Zitat (Ela @ 05.04.2006 - 22:45:42)
Thema das uns alle angeht.

Ich denke es kann jeden treffen.

Das bin ich mir auch ohne solcher Filmen an zu schauen bewusst.
Oft wirt im Fernseher gezeigt das Geld keine Rolle spielt, im Real sieht es doch anders aus wenn kein Geld vorhanden ist.

Bearbeitet von internetkaas am 06.04.2006 08:05:46

Ich war im Zwiespalt,
wollte ihn sehen, habe es aber, mir zuliebe, dann gelassen. Es hätte mich zu sehr an meine Freundin erinnert die - trotz Kampf bis zum bitteren Ende - diesen leider verloren hat.........
Das alles zu erleben, in hautnah ist soooooo schlimm, ich hätte nicht nur geweint , es hätte mir auch, in GEdanken an sie, unwahrscheinlich weh getan....
LG,
kochgenuss


Ich mag sowas nicht schauen. Kommt auch im Radio dauernd. Nicht, weil ich vor dem Thema die Augen verschließe, sondern weil es mir zu heftig ist.
Mag nicht sehen, wie andere leiden, auch wenn der Kampf und der Umgang mit dem Krebs oft beeindruckend ist.

Ne, ne,....nix für mich.


Zitat (chilli-lilli @ 06.04.2006 - 11:34:03)
Ich mag sowas nicht schauen. Kommt auch im Radio dauernd. Nicht, weil ich vor dem Thema die Augen verschließe, sondern weil es mir zu heftig ist.
Mag nicht sehen, wie andere leiden, auch wenn der Kampf und der Umgang mit dem Krebs oft beeindruckend ist.

Ne, ne,....nix für mich.

ja mir geht es auch so, wenn ich dran denke wird mir schlecht, weil es immer noch keine Lösung dafür gibt und es sind so viele Menschen betroffen. Hoffentlich wird es mal bald was geben als Bekämpfung.

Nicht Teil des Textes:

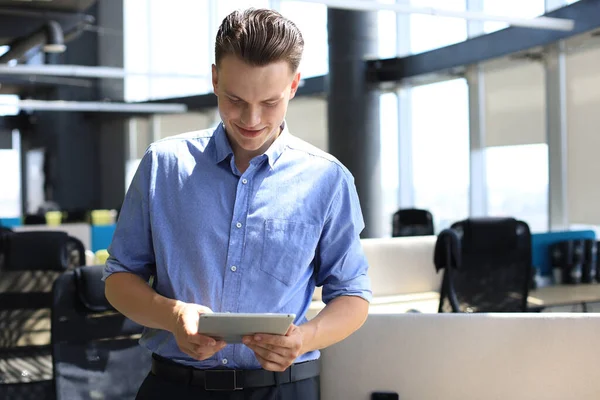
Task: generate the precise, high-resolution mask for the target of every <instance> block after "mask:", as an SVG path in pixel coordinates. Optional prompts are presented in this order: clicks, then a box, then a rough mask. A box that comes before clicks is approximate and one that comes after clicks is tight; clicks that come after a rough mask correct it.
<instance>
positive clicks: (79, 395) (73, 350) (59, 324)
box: [52, 265, 151, 400]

Ich gucke mir solche Filme auch nicht an, erinnern mich zu sehr an liebe Menschen die ich durch diese böse Krankheit verloren habe und das zieht mich dann tagelang ganz tief runter.Im RL gibt es bei uns auch einige Betroffene in der Familie,Freunde- und Bekanntenkreis, das macht mir genug Angst und gibt mir zugleich auch Zufriedenheit über das eigene Leben.


Zitat (Ela @ 05.04.2006 - 22:14:16)
Kinder, Eltern und die Ärzte haben mein tiefstes Mitgefühl was sie täglich leisten.....

Liebe Grüsse
Ela

hallöchen liebe ela,
du hast die patienten selbst vergessen. (oder haste nicht?)
ich glaube die angehörigen leiden mehr als der patient.
die chemo ist zwar schlimm, aber der betroffene spürt sie am eigenen leib und weiß wie es ihm ergeht.
die angehörigen können "nur" nach empfinden.
jedenfalls ist es bei mir so,
mein umfeld macht sich sorgen und ich mach mir keine.
ich weiß ja wie es mir gerade geht.......
ich kann mir allerdings sehr gut vorstellen, das ein gesunder, der diese filme sieht
total von den "socken" ist.
müsst ihr nicht,
denn:
auch wer gesund stirbt, ist tot. :pfeifen:
schließlich wissen auch die gesunden nicht, wann das letzte stündlein für sie geschlagen hat.
ich als kranke kann mich wenigstens innerlich darauf vorbereiten
und die welt von ihrer schönsten seite betrachten
so ganz ohne ärger und stress.
wenn man diese diagnose bekommt, dann regt man sich nicht mehr so schnell über
die "nebensächlichkeiten des lebens" (schlechtes wetter, langes warten oder schlechtes tv programm) auf. dann zählen gaaanz andere dinge (keine schmerzen, sonnenaufgang, super freunde)
:blumen:

Bearbeitet von InJa am 08.04.2006 16:48:19

Zitat (internetkaas @ 06.04.2006 - 07:51:50)
Zitat (Ela @ 05.04.2006 - 22:45:42)
Thema das uns alle angeht.

Ich denke es kann jeden treffen.


hallöchen kaasi,
da hast du recht, es kann jeden treffen.
am vormittag biste noch gesund
und am nachmittag biste dann für totkrank erklärt.
also
genieße das leben, jeden tag !
und ärger dich nicht über sachen,
die du ohnehin nicht ändern kannst.

Bearbeitet von InJa am 08.04.2006 16:56:15

Ich habe gerade am 05.04.06 eine gute und langjährige Freundin an Leukämie verloren. Sie war erst 35 Jahre, aber zu schwach, um die medizinischen Maßnahmen zu überleben.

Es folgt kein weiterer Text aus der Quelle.